I've written a thread safe SQLCLR function to do the business of re-sampling the images, lovely job.
Problem is, when I execute it in an UPDATE statement (from the PhotoData field to the ThumbData field), this executes linearly to prevent race conditions, using only one processor to resample the images.
So, how would I best utilise the 12 cores and phat raid setup this database machine has? Is it to use a subquery in the FROM clause of the update statement? Is this all that is required to enable parallelism on this kind of operation?
Anyway the operation is split into batches, around 4000 images per batch (in a windowed query of about 391k images), this machine has plenty of resources to burn.
Please check the configuration setting for Maximum Degree of Parallelism (MAXDOP) on your SQL Server. You can also set the value of MAXDOP.
This link might be useful to you http://www.mssqltips.com/tip.asp?tip=1047
cheers
Could you not split the query into batches, and execute each batch separately on a separate connection? SQL server only uses parallelism in a query when it feels like it, and although you can stop it, or even encourage it (a little) by changing the cost threshold for parallelism option to O, but I think its pretty hit and miss.

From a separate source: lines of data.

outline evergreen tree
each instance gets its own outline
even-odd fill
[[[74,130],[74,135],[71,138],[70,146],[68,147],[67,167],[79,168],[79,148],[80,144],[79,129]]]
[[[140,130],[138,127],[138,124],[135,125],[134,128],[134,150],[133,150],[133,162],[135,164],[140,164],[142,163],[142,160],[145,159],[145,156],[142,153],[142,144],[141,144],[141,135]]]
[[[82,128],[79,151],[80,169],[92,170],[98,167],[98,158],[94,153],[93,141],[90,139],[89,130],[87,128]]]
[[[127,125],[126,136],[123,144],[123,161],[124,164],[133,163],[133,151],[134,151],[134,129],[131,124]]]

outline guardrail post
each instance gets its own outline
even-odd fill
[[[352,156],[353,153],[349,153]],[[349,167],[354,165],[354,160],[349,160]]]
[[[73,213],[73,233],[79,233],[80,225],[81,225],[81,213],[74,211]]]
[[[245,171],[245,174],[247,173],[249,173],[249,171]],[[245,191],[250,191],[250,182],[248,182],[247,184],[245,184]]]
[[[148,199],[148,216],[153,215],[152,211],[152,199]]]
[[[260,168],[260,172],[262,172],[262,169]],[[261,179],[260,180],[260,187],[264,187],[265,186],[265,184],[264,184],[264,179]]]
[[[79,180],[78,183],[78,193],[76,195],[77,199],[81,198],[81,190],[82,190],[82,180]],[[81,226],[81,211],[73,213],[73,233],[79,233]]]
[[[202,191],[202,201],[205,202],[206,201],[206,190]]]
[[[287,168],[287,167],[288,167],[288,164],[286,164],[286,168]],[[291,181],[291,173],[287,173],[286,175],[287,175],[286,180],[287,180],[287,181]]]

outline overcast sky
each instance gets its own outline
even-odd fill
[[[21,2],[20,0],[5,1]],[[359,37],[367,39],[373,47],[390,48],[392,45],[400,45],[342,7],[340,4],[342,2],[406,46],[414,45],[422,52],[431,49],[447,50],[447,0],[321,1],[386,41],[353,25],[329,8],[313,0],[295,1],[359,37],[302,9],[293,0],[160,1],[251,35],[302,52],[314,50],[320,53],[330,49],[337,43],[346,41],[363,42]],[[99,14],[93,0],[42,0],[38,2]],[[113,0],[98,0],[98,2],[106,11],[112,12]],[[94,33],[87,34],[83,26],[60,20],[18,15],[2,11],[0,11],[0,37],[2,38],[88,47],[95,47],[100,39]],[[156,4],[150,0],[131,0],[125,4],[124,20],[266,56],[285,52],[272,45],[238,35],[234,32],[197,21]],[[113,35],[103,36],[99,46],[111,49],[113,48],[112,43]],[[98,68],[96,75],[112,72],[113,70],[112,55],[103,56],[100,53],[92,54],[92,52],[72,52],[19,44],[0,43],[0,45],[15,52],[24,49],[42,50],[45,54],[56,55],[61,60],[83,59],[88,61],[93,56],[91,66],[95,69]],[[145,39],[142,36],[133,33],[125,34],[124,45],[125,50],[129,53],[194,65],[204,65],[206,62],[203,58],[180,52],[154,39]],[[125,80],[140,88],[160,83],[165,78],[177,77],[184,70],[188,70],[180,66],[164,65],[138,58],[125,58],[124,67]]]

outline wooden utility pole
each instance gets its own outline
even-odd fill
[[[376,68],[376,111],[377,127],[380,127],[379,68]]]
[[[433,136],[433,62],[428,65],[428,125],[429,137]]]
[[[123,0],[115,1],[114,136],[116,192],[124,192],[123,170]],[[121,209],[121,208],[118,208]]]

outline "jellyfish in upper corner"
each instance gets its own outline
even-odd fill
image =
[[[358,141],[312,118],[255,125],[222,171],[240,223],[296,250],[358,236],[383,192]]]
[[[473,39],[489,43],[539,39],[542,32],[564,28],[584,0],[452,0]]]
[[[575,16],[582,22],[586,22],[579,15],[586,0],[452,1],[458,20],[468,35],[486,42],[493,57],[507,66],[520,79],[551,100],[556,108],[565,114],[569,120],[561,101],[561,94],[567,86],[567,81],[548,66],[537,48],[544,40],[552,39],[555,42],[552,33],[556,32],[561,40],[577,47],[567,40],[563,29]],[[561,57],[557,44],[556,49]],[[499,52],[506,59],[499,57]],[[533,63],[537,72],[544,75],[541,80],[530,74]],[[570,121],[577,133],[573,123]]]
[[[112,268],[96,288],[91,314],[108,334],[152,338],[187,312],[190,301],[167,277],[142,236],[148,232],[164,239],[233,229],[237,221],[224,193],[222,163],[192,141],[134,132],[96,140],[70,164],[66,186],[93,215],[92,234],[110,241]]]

One thing thats worth noting is that it will only decide whether or not to use parallelism at the time that the query is compiled. Also, if the query is compiled at a time when the CPU load is higher, SQL server is less likely to consider parallelism.
I too recommend the "round-robin" methodology advocated by kragen2uk and onupdatecascade (I'm voting them up). I know I've read something irritating about CLR routines and SQL paralellism, but I forget what it was just now... but I think they don't play well together.
The bit I've done in the past on similar tasks it to set up a table listing each batch of work to be done. For each connection you fire up, it goes to this table, gest the next batch, marks it as being processed, processes it, updates it as Done, and repeats. This allows you to gauge performance, manage scaling, allow stops and restarts without having to start over, and gives you something to show how complete the task is (let alone show that it's actually doing anything).
Find some criteria to break the set into distinct sub-sets of rows (1-100, 101-200, whatever) and then call your update statement from multiple connections at the same time, where each connection handles one subset of rows in the table. All the connections should run in parallel.